Conclusion: Despite the early success of Radicava, the new ALS treatment provides little clinical innovation. After the buzz surrounding the first new drug for ALS treatment in 22 years passes, we expect patient share to decline. Radicava’s modest efficacy barely improves patient outcomes; our rare diseases model shows that it’s priced too high relative to its clinical benefit.
Strong Start
According to Mitsubishi Tanabe Pharma America, more than 3,500 ALS patients in the US have been treated with Radicava (edaravone), representing around 20% of ALS patients in the US. This patient share is likely driven by excitement from advocacy groups: following Radicava’s approval, ALS Association president and CEO Barbara Newhouse shared her organization’s hope that the approval “signals the beginning of a new chapter” in ALS treatment. Calaneet Balas, an executive VP for the organization, stated there was “a great amount of excitement” surrounding the drug’s approval and that she thinks the new agent “has brought true hope to [the ALS] community.” Disease burden in ALS in extremely high, and the heavy press coverage surrounding the approval propelled a strong first-year of sales: Radicava tallied $110 million in sales in the US alone in the drug’s first full year.
Skepticism
Despite the strong start, we don’t believe Radicava’s growth in the ALS market will be sustained. Radicava is an expensive addition (WAC=$137,400/yr) to riluzole and offers only small efficacy improvements compared to riluzole alone. That modest slowing of disease progression is offset by the inconvenience of near-daily IV infusions in two-week intervals and an absence of data on damage reversal and survival benefits. For Radicava’s price to match the clinical benefit vs. cost of other drugs in rare diseases, its WAC price should be about $55,000/yr.

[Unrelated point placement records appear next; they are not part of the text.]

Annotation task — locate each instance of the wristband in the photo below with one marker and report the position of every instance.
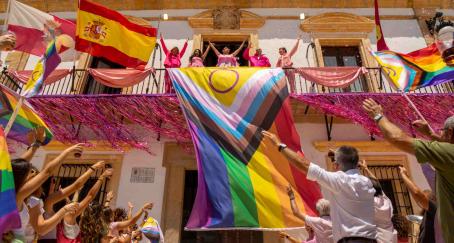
(378, 117)
(282, 146)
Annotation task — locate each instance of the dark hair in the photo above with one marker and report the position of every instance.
(120, 214)
(21, 169)
(347, 156)
(377, 186)
(193, 54)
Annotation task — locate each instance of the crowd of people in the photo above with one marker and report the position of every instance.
(84, 220)
(356, 209)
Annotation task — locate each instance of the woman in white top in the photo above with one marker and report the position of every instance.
(27, 181)
(322, 226)
(383, 210)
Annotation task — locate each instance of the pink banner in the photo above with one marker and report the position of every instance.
(24, 76)
(335, 77)
(120, 78)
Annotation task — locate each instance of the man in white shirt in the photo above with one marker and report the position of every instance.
(350, 194)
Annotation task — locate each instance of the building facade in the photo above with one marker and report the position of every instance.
(334, 33)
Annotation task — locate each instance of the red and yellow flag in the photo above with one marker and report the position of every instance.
(102, 32)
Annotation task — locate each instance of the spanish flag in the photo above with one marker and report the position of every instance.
(102, 32)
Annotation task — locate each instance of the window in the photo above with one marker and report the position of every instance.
(343, 56)
(211, 60)
(94, 87)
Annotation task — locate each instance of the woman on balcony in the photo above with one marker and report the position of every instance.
(226, 59)
(285, 61)
(173, 60)
(196, 59)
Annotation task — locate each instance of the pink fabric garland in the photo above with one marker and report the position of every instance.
(122, 119)
(24, 75)
(335, 77)
(120, 78)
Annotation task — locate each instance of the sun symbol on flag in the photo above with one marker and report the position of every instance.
(96, 30)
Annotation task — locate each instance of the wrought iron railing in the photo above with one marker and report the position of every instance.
(81, 82)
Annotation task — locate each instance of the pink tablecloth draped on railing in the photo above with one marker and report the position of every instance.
(119, 78)
(24, 75)
(335, 77)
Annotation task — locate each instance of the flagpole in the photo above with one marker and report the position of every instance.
(416, 110)
(13, 116)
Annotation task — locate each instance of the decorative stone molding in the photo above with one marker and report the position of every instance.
(226, 18)
(337, 22)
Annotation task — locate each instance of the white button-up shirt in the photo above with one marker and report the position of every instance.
(322, 226)
(351, 198)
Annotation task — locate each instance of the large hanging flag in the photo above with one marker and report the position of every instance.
(242, 179)
(26, 120)
(45, 66)
(421, 68)
(381, 43)
(9, 216)
(32, 30)
(102, 32)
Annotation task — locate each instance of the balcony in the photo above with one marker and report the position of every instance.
(81, 82)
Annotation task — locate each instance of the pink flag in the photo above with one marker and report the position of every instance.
(30, 26)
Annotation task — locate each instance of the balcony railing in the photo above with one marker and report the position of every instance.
(81, 82)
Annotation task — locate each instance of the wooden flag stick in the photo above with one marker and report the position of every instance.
(13, 116)
(416, 110)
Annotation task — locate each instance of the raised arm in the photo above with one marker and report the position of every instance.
(391, 132)
(65, 192)
(30, 186)
(295, 48)
(214, 48)
(363, 165)
(293, 205)
(133, 220)
(43, 226)
(237, 51)
(296, 159)
(421, 199)
(183, 50)
(205, 54)
(163, 45)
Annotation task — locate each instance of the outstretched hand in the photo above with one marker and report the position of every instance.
(272, 137)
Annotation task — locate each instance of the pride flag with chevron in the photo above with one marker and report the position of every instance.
(242, 179)
(9, 216)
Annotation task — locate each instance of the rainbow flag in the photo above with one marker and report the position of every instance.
(26, 120)
(242, 179)
(421, 68)
(9, 216)
(45, 66)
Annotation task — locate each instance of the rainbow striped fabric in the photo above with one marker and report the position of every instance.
(45, 66)
(421, 68)
(9, 216)
(242, 179)
(26, 120)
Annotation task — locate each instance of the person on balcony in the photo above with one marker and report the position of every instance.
(173, 60)
(439, 152)
(258, 59)
(197, 59)
(285, 62)
(322, 225)
(351, 195)
(225, 59)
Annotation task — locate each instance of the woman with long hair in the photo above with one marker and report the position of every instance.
(197, 58)
(225, 59)
(173, 60)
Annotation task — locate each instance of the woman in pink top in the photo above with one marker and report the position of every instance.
(258, 59)
(173, 60)
(226, 59)
(285, 61)
(196, 59)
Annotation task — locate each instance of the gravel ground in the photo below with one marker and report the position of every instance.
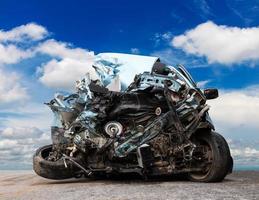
(26, 185)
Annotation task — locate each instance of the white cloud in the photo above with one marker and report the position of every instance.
(10, 51)
(10, 88)
(72, 65)
(220, 44)
(21, 132)
(22, 33)
(202, 84)
(17, 145)
(63, 50)
(63, 74)
(135, 50)
(10, 54)
(235, 113)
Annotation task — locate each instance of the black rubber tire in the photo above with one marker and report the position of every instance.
(52, 169)
(222, 162)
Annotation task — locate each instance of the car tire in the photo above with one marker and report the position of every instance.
(222, 162)
(52, 169)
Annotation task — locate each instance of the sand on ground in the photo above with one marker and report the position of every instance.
(27, 185)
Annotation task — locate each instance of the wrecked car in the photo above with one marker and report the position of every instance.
(156, 125)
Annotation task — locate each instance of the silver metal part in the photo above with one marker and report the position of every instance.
(113, 128)
(158, 111)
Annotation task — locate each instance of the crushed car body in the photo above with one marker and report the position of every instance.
(135, 114)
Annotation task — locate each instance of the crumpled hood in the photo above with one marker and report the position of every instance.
(117, 70)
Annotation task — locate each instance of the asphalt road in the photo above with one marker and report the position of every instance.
(26, 185)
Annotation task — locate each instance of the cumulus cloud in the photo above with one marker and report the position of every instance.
(17, 145)
(10, 54)
(237, 109)
(10, 88)
(30, 31)
(69, 64)
(64, 73)
(202, 84)
(135, 50)
(63, 50)
(219, 43)
(10, 51)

In addition, although Radicava was approved for all ALS patients, it has only shown results in a small subset of patients who were recently diagnosed (within 2 years) and whose symptoms have rapidly progressed. It is estimated that only 7% of ALS patients meet these criteria, and the authors of the pivotal study state, “There is no indication that edaravone might be effective in a wider population of patients with ALS who do not meet the criteria.”

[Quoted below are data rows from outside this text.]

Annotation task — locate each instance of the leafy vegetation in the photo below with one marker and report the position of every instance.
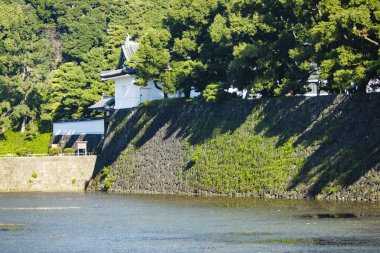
(13, 142)
(55, 151)
(51, 52)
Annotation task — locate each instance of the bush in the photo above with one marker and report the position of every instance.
(211, 92)
(55, 151)
(23, 151)
(68, 150)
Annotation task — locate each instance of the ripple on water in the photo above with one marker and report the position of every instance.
(13, 227)
(328, 216)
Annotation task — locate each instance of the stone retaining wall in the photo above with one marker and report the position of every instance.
(326, 147)
(51, 174)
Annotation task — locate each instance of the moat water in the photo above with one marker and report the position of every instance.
(80, 222)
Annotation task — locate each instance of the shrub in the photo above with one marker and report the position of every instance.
(211, 92)
(55, 151)
(23, 151)
(68, 150)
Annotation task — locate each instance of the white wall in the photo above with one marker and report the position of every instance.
(79, 127)
(129, 95)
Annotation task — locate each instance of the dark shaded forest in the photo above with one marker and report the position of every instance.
(51, 51)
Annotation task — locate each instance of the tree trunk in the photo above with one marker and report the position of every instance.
(187, 92)
(23, 125)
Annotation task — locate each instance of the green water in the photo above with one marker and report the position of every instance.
(79, 222)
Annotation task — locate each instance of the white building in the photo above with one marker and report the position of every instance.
(127, 93)
(79, 127)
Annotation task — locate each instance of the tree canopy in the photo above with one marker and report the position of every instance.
(51, 51)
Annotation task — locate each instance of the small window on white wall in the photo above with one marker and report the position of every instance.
(123, 90)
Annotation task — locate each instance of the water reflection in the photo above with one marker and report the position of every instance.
(43, 222)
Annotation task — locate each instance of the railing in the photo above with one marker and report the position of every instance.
(46, 155)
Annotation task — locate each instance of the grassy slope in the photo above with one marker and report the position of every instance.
(14, 141)
(309, 146)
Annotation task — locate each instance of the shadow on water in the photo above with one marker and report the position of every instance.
(323, 126)
(321, 129)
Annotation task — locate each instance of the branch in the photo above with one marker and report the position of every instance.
(364, 35)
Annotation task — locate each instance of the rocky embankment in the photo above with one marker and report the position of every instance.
(290, 147)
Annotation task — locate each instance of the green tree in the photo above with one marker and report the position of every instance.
(346, 43)
(26, 62)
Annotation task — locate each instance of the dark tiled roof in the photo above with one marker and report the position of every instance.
(106, 102)
(117, 72)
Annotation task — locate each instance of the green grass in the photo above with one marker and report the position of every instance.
(13, 142)
(242, 162)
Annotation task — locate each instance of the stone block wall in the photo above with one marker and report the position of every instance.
(50, 174)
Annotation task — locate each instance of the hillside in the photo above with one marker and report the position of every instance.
(287, 147)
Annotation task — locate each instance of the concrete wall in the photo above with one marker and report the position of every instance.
(50, 173)
(79, 127)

This limitation has not been lost on payers, with companies such as United Healthcare and Tufts Healthcare requiring patients to meet the trial inclusion criteria in order for their treatment costs to be covered. Lastly, while Radicava boasted strong initial sales figures, we don’t yet have data on rates of treatment discontinuation, which could be high given the modest efficacy, high cost, and inconvenience.

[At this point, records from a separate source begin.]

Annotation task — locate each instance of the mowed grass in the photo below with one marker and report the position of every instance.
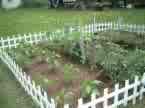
(12, 94)
(22, 21)
(26, 20)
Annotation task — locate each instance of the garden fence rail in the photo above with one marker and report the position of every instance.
(130, 92)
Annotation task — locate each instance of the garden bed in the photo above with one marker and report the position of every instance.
(68, 69)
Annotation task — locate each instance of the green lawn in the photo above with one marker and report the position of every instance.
(41, 19)
(34, 20)
(11, 93)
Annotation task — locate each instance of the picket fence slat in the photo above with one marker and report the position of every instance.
(40, 96)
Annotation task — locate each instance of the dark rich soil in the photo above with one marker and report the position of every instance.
(83, 73)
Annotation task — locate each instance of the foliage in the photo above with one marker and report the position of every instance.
(89, 87)
(35, 3)
(69, 73)
(114, 59)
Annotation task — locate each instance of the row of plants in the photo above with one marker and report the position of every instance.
(118, 55)
(115, 52)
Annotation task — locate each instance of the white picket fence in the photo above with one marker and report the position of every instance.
(40, 96)
(36, 92)
(120, 96)
(13, 41)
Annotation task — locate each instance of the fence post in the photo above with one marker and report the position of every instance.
(80, 103)
(2, 43)
(135, 89)
(105, 104)
(126, 93)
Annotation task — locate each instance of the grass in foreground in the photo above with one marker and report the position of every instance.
(26, 20)
(11, 93)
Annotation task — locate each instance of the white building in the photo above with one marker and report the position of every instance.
(11, 4)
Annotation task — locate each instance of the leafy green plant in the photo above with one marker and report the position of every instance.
(91, 86)
(69, 73)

Many doctors share our skepticism. In Discussing edaravone with the ALS patient: an ethical framework from a U.S. perspective, Yeo & Simmons argue that physicians should see past the excitement from advocacy groups. In line with our analysis, these authors urge physicians to take the time to understand the costs and impact of administration demands on patients’ quality of life, and weigh them against the modest efficacy seen in trials.
Our prediction has already started to come true. Mitsubishi Tanabe expects Radicava sales to decline in 2019. In line with our analysis, Mitsubishi expects the inconvenience of frequent infusions to be a deterrent for patients, and the company is already trialing an oral suspension formulation of Radicava that would help justify its current price.